I have to investigate “Φ(Pⁿ Q )” if P and Q are prime in the fourth part. I have found two formulas for finding the Phi Functions of large numbers. One of the formulas is “(Pⁿˉ¹)(P-1)”. The other formula is “Pⁿ(1-1/P)”.
FIRST FORMULA:(Pⁿˉ¹)(P-1)
To find Φ(81):
1. Firstly the 81 has to be split up into prime numbers.
81 converted into prime numbers=3
So the formula can now be used to find Φ(81):
2. (3 ˉ¹)(3-1)=
3. 3³×2
4. 54
So Φ(81)=54
SECOND FORMULA: Pⁿ(1-1/P)
To find Φ(81):
- Firstly 81 has to be split into prime numbers.
81 converted into prime numbers=3
So the formula can now be used to find Φ(81):
- 3 (1-1/3)=
- 81×2/3=
- 54
So Φ(81)=54
The two formulas give out the same results for the Φ(81).

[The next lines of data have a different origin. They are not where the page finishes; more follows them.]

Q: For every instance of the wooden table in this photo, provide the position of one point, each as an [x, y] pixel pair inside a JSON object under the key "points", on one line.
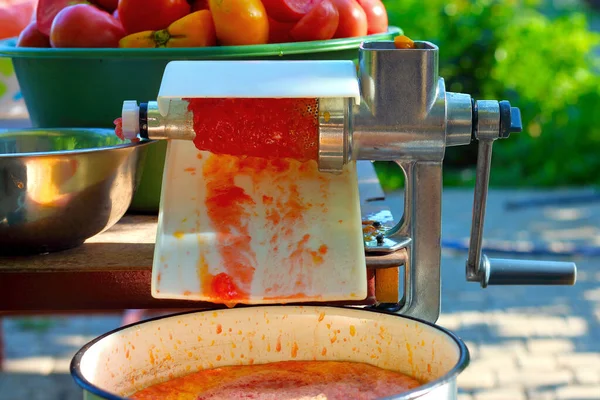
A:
{"points": [[112, 270]]}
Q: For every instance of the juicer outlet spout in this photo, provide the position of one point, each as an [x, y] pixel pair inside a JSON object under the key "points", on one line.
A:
{"points": [[145, 121]]}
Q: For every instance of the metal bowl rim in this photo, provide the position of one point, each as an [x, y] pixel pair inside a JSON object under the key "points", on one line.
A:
{"points": [[43, 154], [461, 364]]}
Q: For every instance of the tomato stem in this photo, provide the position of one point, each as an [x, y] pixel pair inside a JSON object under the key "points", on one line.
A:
{"points": [[161, 37]]}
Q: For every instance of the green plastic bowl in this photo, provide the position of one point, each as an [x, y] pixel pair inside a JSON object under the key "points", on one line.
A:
{"points": [[65, 88]]}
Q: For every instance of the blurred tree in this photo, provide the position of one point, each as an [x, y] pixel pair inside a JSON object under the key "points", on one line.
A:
{"points": [[511, 49]]}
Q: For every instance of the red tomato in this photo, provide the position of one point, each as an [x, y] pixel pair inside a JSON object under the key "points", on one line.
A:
{"points": [[377, 20], [84, 25], [14, 16], [279, 32], [353, 20], [199, 5], [320, 23], [47, 10], [288, 10], [108, 5], [151, 15], [32, 37]]}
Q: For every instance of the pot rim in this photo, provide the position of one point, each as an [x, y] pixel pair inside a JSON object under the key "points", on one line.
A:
{"points": [[461, 364], [75, 152]]}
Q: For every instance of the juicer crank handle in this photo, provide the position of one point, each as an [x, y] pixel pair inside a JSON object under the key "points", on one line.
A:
{"points": [[501, 271], [491, 120]]}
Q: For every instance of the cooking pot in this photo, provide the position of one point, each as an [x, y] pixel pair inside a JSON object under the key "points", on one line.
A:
{"points": [[124, 361]]}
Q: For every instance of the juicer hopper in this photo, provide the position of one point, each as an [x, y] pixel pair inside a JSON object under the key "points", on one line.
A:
{"points": [[396, 109]]}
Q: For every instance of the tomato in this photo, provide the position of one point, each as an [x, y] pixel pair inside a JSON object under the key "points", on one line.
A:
{"points": [[106, 5], [198, 5], [47, 10], [320, 23], [240, 22], [84, 25], [377, 20], [279, 32], [32, 37], [353, 19], [288, 10], [151, 15], [14, 17]]}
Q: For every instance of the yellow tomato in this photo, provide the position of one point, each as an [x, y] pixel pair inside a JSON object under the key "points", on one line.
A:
{"points": [[240, 22]]}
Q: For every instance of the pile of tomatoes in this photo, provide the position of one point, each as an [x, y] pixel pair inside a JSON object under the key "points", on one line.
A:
{"points": [[113, 23]]}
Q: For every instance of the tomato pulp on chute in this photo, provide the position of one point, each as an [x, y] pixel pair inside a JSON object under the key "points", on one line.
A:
{"points": [[268, 128]]}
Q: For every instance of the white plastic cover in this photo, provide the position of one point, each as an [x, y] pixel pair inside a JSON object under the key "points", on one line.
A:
{"points": [[258, 79], [130, 116]]}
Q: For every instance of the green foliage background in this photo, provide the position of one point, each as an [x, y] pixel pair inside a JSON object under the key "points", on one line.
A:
{"points": [[542, 58]]}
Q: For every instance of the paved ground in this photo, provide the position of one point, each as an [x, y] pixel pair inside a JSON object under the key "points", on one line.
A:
{"points": [[526, 342]]}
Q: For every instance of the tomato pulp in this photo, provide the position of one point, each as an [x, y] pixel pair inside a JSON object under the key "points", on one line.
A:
{"points": [[268, 128]]}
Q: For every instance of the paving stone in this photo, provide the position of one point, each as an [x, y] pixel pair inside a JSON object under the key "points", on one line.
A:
{"points": [[533, 377], [549, 346], [579, 359], [501, 394], [589, 375], [540, 395], [578, 393], [30, 365], [500, 362], [539, 362], [512, 347], [473, 378]]}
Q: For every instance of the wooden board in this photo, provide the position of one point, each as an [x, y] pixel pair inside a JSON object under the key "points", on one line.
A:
{"points": [[112, 270]]}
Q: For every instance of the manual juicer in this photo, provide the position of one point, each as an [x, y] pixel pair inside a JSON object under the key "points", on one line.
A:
{"points": [[397, 110]]}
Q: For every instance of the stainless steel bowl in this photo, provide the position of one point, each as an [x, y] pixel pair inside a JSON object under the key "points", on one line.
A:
{"points": [[59, 187], [158, 350]]}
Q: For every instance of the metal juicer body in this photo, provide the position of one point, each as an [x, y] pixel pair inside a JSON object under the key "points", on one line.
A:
{"points": [[406, 116]]}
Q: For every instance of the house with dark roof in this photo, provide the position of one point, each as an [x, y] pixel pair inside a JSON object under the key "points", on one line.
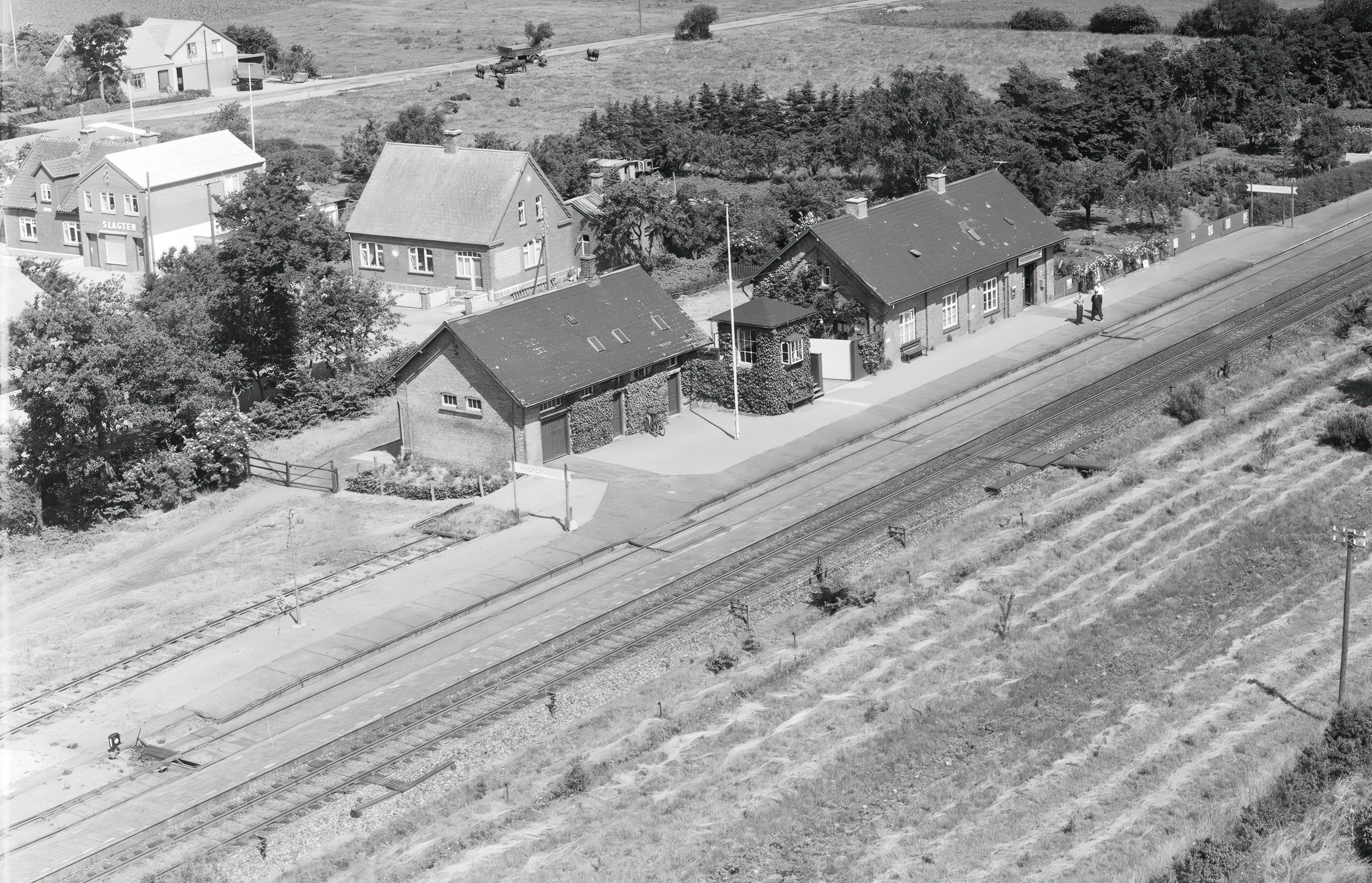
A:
{"points": [[940, 262], [540, 377], [439, 222]]}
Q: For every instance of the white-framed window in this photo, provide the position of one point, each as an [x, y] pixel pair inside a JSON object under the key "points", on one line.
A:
{"points": [[747, 347], [533, 253], [371, 256], [991, 294], [422, 261], [470, 271], [909, 331]]}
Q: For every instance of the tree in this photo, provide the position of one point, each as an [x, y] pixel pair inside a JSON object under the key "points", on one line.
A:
{"points": [[1090, 183], [99, 46], [1322, 142], [253, 39], [230, 118], [361, 148], [696, 24], [416, 125], [345, 320], [275, 243], [538, 33]]}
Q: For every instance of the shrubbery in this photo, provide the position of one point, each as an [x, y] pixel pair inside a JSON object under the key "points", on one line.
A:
{"points": [[1124, 20], [1039, 18]]}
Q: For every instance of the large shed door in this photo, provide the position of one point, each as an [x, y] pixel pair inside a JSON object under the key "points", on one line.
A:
{"points": [[556, 442]]}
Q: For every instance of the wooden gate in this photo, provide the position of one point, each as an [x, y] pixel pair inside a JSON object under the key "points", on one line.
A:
{"points": [[294, 475]]}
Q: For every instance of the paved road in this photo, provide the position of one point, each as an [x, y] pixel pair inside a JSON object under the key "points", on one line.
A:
{"points": [[279, 94], [245, 751]]}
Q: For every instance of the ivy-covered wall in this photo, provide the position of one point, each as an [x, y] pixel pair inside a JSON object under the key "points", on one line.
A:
{"points": [[767, 387], [592, 419]]}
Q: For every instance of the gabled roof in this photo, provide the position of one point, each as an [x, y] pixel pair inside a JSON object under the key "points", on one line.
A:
{"points": [[184, 160], [977, 222], [766, 313], [424, 192], [537, 353]]}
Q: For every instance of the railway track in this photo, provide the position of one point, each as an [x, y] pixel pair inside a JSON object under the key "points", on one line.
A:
{"points": [[850, 524], [124, 672]]}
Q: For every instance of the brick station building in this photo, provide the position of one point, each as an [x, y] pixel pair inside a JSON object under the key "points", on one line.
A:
{"points": [[535, 379]]}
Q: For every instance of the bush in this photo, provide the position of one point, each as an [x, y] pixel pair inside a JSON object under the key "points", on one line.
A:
{"points": [[696, 24], [1348, 430], [1186, 402], [1039, 18], [1124, 20]]}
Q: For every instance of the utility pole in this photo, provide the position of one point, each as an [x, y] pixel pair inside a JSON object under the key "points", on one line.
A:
{"points": [[1350, 539]]}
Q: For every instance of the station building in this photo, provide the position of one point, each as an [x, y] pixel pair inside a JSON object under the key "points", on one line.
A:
{"points": [[544, 376], [936, 264]]}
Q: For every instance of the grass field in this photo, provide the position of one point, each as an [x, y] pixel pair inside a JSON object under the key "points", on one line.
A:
{"points": [[777, 57], [1114, 723]]}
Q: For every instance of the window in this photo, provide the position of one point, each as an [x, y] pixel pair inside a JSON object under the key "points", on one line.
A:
{"points": [[747, 346], [533, 253], [991, 294], [909, 331], [371, 256], [950, 305], [422, 261], [470, 271]]}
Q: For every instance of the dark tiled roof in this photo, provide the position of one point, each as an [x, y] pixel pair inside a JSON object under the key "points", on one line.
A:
{"points": [[940, 228], [424, 192], [766, 313], [537, 354]]}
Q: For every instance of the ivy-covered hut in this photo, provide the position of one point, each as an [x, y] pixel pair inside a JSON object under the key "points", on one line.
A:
{"points": [[773, 352]]}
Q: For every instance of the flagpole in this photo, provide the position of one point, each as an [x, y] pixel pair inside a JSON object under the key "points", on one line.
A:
{"points": [[733, 328]]}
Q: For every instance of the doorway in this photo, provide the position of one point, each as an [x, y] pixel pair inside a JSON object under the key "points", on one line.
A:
{"points": [[556, 442]]}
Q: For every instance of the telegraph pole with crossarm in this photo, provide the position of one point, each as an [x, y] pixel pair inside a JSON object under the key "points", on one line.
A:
{"points": [[1350, 539]]}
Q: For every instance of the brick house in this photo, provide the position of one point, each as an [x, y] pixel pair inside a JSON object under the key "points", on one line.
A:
{"points": [[540, 377], [940, 262], [444, 221]]}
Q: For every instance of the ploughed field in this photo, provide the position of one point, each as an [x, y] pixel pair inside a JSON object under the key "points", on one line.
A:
{"points": [[1091, 727]]}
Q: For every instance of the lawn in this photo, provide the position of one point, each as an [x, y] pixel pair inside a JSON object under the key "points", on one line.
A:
{"points": [[823, 50]]}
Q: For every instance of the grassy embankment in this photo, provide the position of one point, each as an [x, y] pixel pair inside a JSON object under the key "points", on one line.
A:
{"points": [[1114, 723]]}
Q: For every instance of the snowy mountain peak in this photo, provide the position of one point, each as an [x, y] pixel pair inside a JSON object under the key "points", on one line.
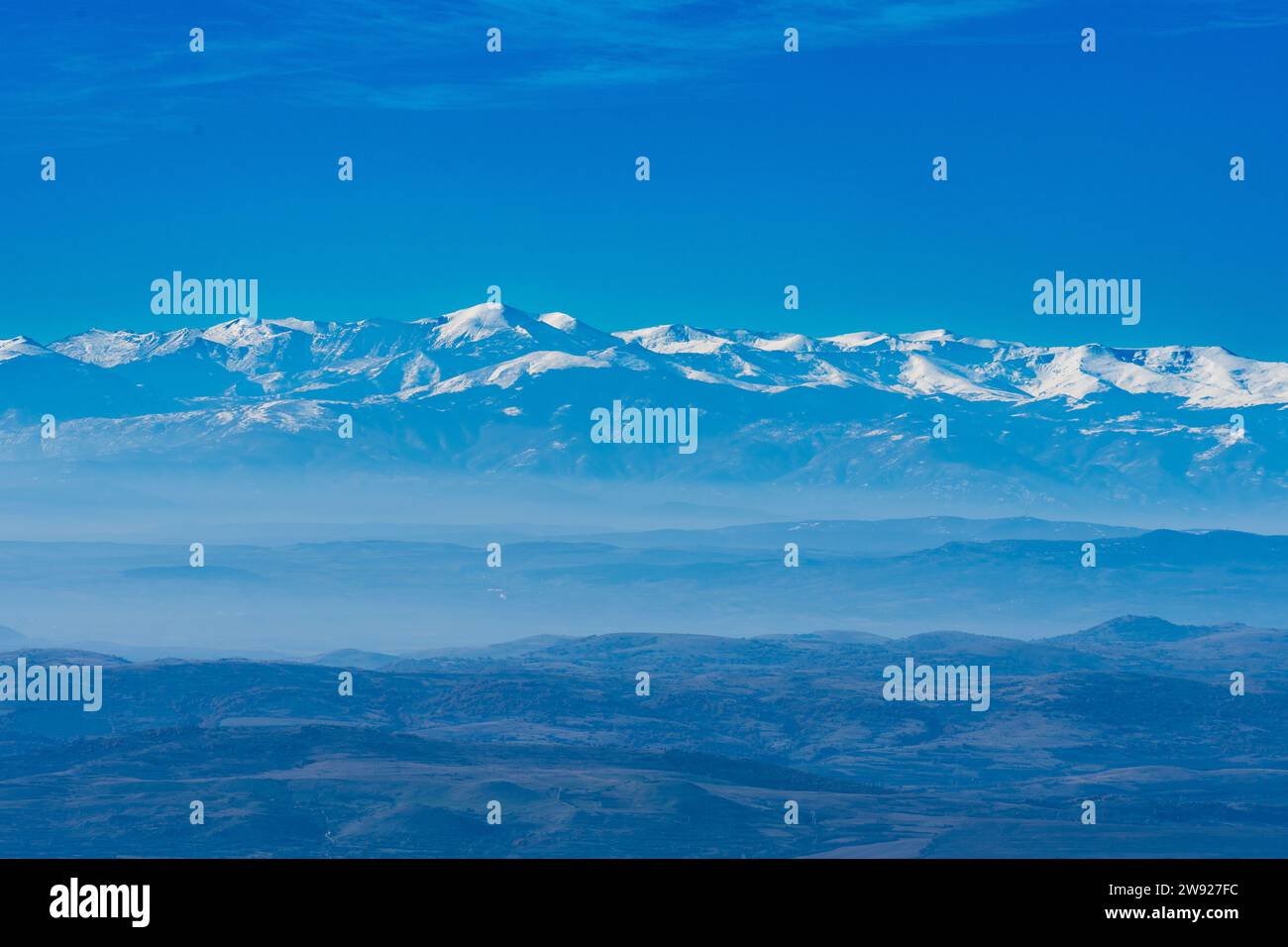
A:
{"points": [[21, 346]]}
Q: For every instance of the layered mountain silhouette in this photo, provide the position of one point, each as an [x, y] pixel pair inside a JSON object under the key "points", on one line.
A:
{"points": [[494, 389], [1134, 714]]}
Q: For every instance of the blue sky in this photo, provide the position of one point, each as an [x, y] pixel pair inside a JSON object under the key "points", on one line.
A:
{"points": [[768, 167]]}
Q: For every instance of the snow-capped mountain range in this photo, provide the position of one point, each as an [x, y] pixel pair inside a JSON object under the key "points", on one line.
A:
{"points": [[492, 386]]}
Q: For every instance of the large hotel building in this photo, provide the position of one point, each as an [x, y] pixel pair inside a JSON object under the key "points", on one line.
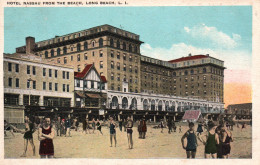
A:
{"points": [[115, 55]]}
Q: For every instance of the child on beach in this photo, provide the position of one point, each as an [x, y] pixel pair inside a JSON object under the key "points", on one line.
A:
{"points": [[191, 146], [211, 142]]}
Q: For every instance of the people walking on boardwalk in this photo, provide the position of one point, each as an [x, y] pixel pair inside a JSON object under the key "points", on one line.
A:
{"points": [[93, 124], [28, 135], [112, 129], [62, 128], [58, 126], [129, 131], [169, 124], [191, 147], [143, 128], [99, 126], [226, 139], [211, 142], [67, 126], [161, 125], [46, 135], [120, 123], [199, 129]]}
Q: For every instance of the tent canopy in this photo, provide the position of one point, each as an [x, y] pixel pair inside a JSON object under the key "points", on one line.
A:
{"points": [[191, 115]]}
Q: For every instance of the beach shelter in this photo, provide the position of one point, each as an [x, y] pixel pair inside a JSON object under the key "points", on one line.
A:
{"points": [[191, 115]]}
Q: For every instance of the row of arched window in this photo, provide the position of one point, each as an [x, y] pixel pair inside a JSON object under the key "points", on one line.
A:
{"points": [[124, 47]]}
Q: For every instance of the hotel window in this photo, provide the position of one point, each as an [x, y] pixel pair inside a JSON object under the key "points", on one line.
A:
{"points": [[28, 69], [112, 76], [124, 46], [56, 86], [100, 42], [9, 67], [58, 51], [34, 84], [64, 50], [130, 48], [118, 66], [92, 84], [44, 85], [10, 82], [68, 88], [124, 67], [52, 53], [118, 44], [111, 42], [17, 68], [46, 54], [130, 58], [101, 64], [85, 45], [78, 47], [50, 86], [44, 71], [17, 83], [50, 73], [56, 73], [101, 53], [112, 54], [34, 70], [130, 68], [112, 64]]}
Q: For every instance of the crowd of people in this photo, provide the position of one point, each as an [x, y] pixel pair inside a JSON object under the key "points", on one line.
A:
{"points": [[216, 138]]}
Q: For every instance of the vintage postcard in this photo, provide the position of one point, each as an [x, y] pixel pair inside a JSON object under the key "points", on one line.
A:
{"points": [[153, 82]]}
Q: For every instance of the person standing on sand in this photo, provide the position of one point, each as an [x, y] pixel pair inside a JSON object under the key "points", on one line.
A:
{"points": [[161, 125], [129, 131], [192, 144], [112, 126], [120, 124], [226, 139], [212, 140], [28, 135], [99, 127], [46, 135]]}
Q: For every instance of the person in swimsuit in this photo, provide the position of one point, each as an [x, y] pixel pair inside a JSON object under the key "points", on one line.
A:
{"points": [[161, 125], [226, 139], [191, 146], [99, 127], [212, 140], [112, 126], [129, 131], [199, 129], [93, 124], [28, 135], [46, 135]]}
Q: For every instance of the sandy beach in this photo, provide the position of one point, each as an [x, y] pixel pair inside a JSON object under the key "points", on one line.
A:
{"points": [[156, 145]]}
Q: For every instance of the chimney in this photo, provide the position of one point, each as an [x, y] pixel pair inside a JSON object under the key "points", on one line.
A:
{"points": [[30, 45]]}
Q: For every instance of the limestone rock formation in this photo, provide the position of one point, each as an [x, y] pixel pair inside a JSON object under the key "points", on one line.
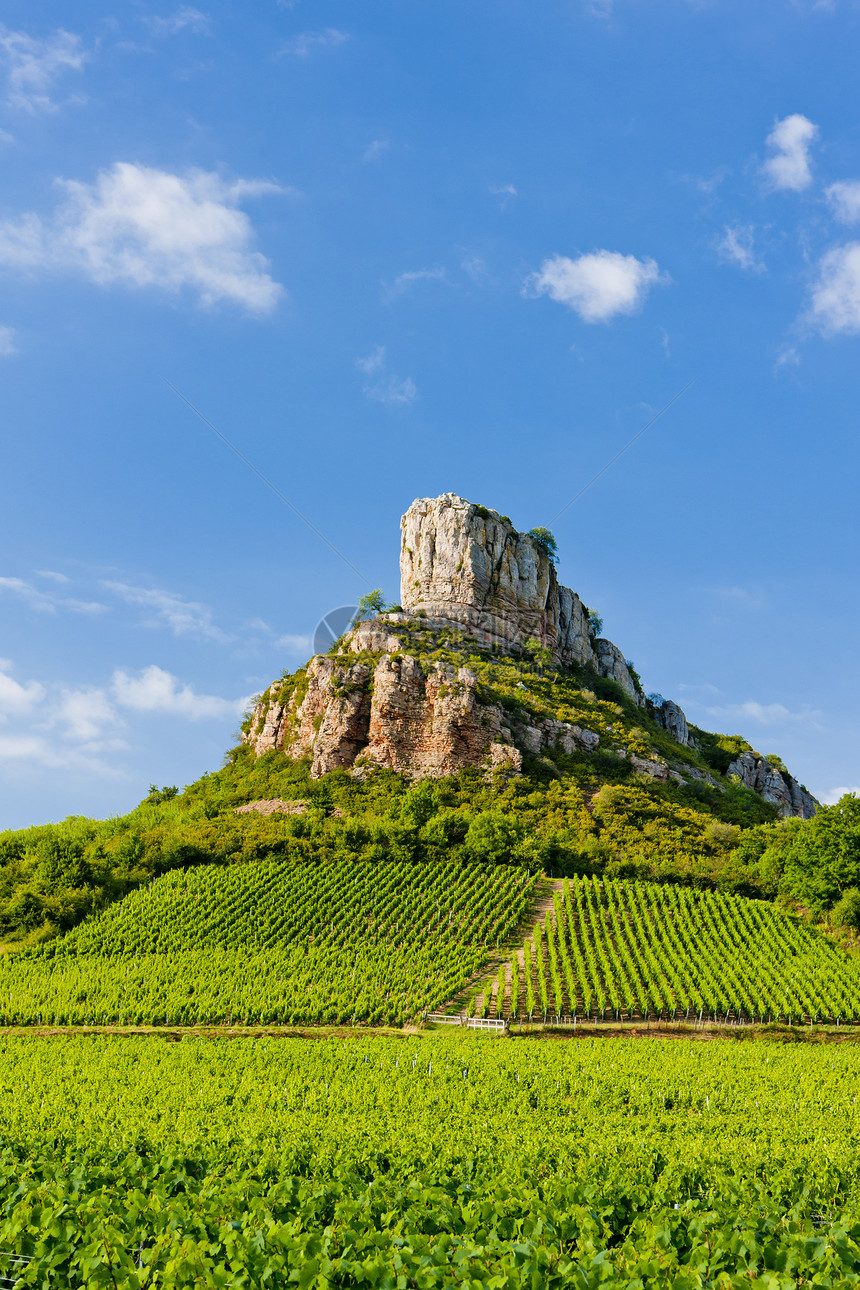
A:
{"points": [[673, 721], [468, 566], [467, 575], [774, 786]]}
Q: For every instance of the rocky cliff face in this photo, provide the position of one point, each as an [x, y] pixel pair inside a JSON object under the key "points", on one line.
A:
{"points": [[467, 575], [467, 566], [774, 786]]}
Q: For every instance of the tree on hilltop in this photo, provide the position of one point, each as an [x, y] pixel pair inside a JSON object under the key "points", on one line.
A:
{"points": [[546, 542]]}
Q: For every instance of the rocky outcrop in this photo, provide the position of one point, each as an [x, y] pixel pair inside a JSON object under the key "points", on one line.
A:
{"points": [[273, 806], [401, 716], [467, 566], [774, 786], [467, 575], [673, 721]]}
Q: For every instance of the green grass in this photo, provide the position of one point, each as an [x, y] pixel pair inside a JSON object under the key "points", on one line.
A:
{"points": [[642, 950], [430, 1162], [273, 943]]}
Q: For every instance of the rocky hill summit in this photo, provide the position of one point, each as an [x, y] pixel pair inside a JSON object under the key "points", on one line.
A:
{"points": [[490, 663]]}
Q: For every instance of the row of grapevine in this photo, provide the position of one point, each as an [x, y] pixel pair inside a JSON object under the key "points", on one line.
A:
{"points": [[642, 950], [273, 943], [427, 1161]]}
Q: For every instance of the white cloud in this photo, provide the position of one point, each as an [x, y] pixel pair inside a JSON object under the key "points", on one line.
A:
{"points": [[418, 275], [788, 356], [503, 190], [789, 165], [143, 227], [45, 601], [374, 361], [185, 18], [845, 200], [156, 690], [34, 65], [736, 245], [598, 285], [765, 714], [475, 267], [836, 296], [308, 40], [17, 699], [832, 797], [183, 617], [294, 644], [383, 387], [375, 150], [84, 712], [17, 750]]}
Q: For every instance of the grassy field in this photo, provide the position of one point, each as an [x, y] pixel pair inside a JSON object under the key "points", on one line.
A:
{"points": [[428, 1160]]}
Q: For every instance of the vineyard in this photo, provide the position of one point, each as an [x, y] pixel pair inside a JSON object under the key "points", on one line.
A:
{"points": [[427, 1161], [635, 950], [273, 943]]}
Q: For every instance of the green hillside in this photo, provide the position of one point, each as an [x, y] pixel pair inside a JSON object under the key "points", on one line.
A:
{"points": [[273, 943], [636, 950], [310, 943], [588, 813]]}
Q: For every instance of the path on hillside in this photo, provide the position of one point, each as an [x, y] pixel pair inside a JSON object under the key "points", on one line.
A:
{"points": [[542, 903]]}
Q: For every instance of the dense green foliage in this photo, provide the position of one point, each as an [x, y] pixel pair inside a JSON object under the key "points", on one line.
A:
{"points": [[406, 1162], [273, 942], [640, 950], [587, 813]]}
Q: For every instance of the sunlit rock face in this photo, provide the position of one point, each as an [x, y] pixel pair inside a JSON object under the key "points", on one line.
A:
{"points": [[464, 572]]}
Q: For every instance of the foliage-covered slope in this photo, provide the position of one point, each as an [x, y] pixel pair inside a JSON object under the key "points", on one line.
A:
{"points": [[273, 942], [645, 950], [586, 813]]}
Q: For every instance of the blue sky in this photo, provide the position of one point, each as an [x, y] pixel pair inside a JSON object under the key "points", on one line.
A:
{"points": [[396, 249]]}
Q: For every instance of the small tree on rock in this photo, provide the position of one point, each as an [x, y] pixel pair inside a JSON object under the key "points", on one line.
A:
{"points": [[546, 542]]}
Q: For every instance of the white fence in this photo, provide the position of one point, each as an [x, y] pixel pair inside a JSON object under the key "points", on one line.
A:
{"points": [[472, 1023]]}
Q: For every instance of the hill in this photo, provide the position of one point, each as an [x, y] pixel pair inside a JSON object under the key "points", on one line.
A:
{"points": [[485, 723]]}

The “P” on the formulas stands for prime number. The formulas are faster at finding the Phi rather than writing all the numbers out and cancelling or circling them. There are four steps to work out the Phi’s from the formulas and that is why I have numbered my working out.